File: src/spatial_graph_algorithms/compare/ Status: Experimental.


Purpose

compare orchestrates metric-first comparative studies. It is designed for questions such as:

  • How do mds, strnd, and landmark_mds perform on the same graph?
  • How does one reconstruction method behave as false-edge noise increases?
  • How sensitive are results to graph-generation mode, shape, or seed?

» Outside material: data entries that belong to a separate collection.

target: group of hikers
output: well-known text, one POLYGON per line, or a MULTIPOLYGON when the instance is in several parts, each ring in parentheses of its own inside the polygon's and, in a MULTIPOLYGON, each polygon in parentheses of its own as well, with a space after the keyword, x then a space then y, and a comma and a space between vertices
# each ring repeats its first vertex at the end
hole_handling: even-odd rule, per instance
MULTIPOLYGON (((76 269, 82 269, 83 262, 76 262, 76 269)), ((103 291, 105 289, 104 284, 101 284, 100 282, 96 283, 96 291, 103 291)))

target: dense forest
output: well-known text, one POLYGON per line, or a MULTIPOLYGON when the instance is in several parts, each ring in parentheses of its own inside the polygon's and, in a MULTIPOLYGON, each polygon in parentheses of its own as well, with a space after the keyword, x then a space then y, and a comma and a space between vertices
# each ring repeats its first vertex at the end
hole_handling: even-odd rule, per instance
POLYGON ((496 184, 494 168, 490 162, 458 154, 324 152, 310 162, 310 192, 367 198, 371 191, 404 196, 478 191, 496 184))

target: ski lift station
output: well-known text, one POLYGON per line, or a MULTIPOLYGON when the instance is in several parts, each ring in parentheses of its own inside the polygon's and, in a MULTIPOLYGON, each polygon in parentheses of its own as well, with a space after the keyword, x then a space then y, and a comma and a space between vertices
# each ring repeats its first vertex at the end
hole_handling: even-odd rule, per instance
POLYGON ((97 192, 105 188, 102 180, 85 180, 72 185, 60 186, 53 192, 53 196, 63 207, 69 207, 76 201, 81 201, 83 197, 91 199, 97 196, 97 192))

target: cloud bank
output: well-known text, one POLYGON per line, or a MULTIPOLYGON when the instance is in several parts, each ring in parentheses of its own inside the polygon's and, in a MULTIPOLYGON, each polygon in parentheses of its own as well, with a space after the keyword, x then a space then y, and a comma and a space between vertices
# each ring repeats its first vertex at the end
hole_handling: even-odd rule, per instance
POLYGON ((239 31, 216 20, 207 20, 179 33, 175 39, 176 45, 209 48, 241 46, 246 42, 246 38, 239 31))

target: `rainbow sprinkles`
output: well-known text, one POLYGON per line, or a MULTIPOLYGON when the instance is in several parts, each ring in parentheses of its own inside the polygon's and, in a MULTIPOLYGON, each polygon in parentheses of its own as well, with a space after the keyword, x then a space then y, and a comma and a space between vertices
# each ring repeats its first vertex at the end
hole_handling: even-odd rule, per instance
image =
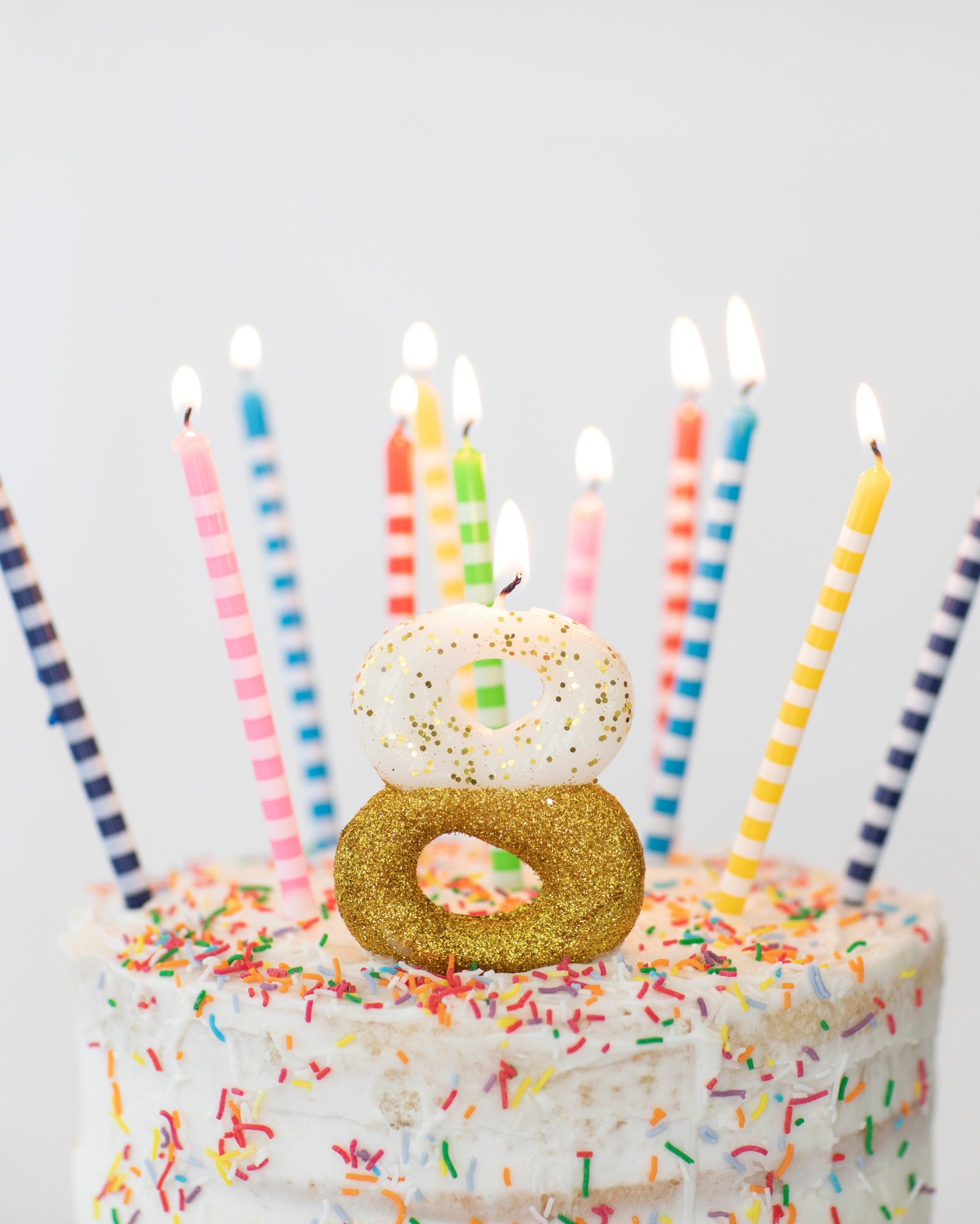
MULTIPOLYGON (((925 1220, 935 900, 763 860, 733 918, 722 865, 650 869, 615 953, 514 974, 365 953, 326 868, 304 922, 262 865, 99 892, 65 941, 77 1219, 925 1220)), ((474 842, 420 873, 456 913, 535 895, 474 842)))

It returns a ComparisonResult — a thin wrapper around a tidy pandas.DataFrame with built-in helpers for summarising, ranking, and plotting. The raw DataFrame is always accessible via .df for full pandas flexibility.


Typical Usage

from spatial_graph_algorithms.compare import parameter_grid, run_comparison

graphs = parameter_grid(
    base={"n": 500, "dim": 2, "shape": "square", "k": 8},
    vary={
        "mode": ["knn", "delaunay_corrected"],
        "false_edges_fraction": [0.0, 0.05, 0.10],
    },
)

reconstructions = parameter_grid(
    cases=[
        {"method": "mds"},
        {"method": "strnd"},
        {"method": "landmark_mds", "n_landmarks": 32},
        {"method": "landmark_mds", "n_landmarks": 64},
    ],
)

results = run_comparison(
    graph_specs=graphs,
    reconstruction_specs=reconstructions,
    seeds=[1, 2, 3],
)

# Summarise: mean CPD and KNN per (graph condition, method)
results.summary()

# Rank: best method per graph type
results.best(metric="cpd")

# Visualise: grouped bar chart
results.plot(metric="cpd", by="method", hue="graph_label")

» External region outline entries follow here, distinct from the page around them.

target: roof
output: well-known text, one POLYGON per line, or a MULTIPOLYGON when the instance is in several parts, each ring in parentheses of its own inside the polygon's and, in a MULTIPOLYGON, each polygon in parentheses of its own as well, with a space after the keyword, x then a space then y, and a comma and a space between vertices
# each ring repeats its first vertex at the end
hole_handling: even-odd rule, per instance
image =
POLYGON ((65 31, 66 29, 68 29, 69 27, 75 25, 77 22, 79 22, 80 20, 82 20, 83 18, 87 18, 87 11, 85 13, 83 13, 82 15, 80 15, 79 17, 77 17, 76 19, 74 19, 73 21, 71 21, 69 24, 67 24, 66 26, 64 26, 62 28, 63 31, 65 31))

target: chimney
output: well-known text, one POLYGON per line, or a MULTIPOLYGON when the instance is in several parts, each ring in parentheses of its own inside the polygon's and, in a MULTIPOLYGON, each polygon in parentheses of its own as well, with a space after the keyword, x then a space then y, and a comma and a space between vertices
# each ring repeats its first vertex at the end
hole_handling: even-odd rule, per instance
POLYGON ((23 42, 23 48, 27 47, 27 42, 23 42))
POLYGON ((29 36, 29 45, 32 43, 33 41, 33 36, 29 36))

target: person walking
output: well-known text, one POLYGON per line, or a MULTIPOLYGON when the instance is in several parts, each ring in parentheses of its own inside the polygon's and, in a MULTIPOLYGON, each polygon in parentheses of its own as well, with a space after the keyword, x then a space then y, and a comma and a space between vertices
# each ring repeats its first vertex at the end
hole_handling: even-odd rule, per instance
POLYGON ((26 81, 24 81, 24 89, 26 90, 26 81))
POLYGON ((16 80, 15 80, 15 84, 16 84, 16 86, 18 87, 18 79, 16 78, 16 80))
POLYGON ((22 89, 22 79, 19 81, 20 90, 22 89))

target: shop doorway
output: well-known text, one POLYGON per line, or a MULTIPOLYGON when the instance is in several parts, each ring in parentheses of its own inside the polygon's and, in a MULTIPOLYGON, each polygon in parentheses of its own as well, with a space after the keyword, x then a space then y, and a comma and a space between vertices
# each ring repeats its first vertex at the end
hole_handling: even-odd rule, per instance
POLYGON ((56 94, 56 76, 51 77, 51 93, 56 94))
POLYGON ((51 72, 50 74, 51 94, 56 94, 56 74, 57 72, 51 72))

# Access the raw tidy DataFrame at any time
results.df.head()

Preview the planned work before running it:

from spatial_graph_algorithms.compare import dry_run_comparison

plan = dry_run_comparison(
    graph_specs=graphs,
    reconstruction_specs=reconstructions,
    seeds=[1, 2, 3],
)

plan[["graph_label", "reconstruction_label", "seed", "method"]]

Save and reload results:

results.save("results/study.csv")
from spatial_graph_algorithms.compare import ComparisonResult
reloaded = ComparisonResult.load("results/study.csv")
reloaded.summary()

Avoiding Unwanted Combinations

Use grouped grids when different graph modes need different parameters. This keeps the study explicit and avoids invalid cartesian products.

graphs = parameter_grid(
    groups=[
        {
            "base": {"n": 500, "dim": 2, "shape": "square", "mode": "knn"},
            "vary": {"k": [4, 8], "false_edges_fraction": [0.0, 0.10]},
        },
        {
            "base": {"n": 500, "dim": 2, "shape": "square", "mode": "epsilon"},
            "vary": {"epsilon": [0.10, 0.20], "false_edges_fraction": [0.0, 0.10]},
        },
        {
            "base": {"n": 500, "dim": 2, "shape": "square", "mode": "delaunay_corrected"},
            "vary": {"false_edges_fraction": [0.0, 0.10]},
        },
    ],
)

For smaller cases, where= can filter an expanded grid, and drop_none=True can remove inactive parameters after filtering.


Output: ComparisonResult

run_comparison() returns a ComparisonResult with one row per:

graph_spec × seed × reconstruction_spec

Built-in analysis methods

Method What it does
.summary(by=..., metrics=...) Mean metrics grouped by ["graph_label", "method"] (default)
.best(metric=..., by=...) Best method per group by one metric
.plot(metric=..., by=..., hue=...) Grouped bar chart; returns matplotlib.Figure
.save(path) Write to CSV or Parquet (inferred from extension)
.load(path) Class method; restore from CSV or Parquet
.df The raw pandas.DataFrame for full pandas access

DataFrame columns

  • graph_label, reconstruction_label, seed, method
  • graph_<param> — generation parameters with prefix
  • recon_<param> — reconstruction parameters with prefix
  • status and error
  • generation_seconds and reconstruction_seconds
  • graph metrics from metrics.evaluate()
  • reconstruction quality metrics: cpd, knn, and optional distortion

Failed graph generation or reconstruction is recorded in the row and the study continues.


Relationship to verify

Use verify.run_report() when you want a complete artifact directory with CSVs and plots for one run.

Use compare.run_comparison() when you want a single in-memory table for many parameter combinations.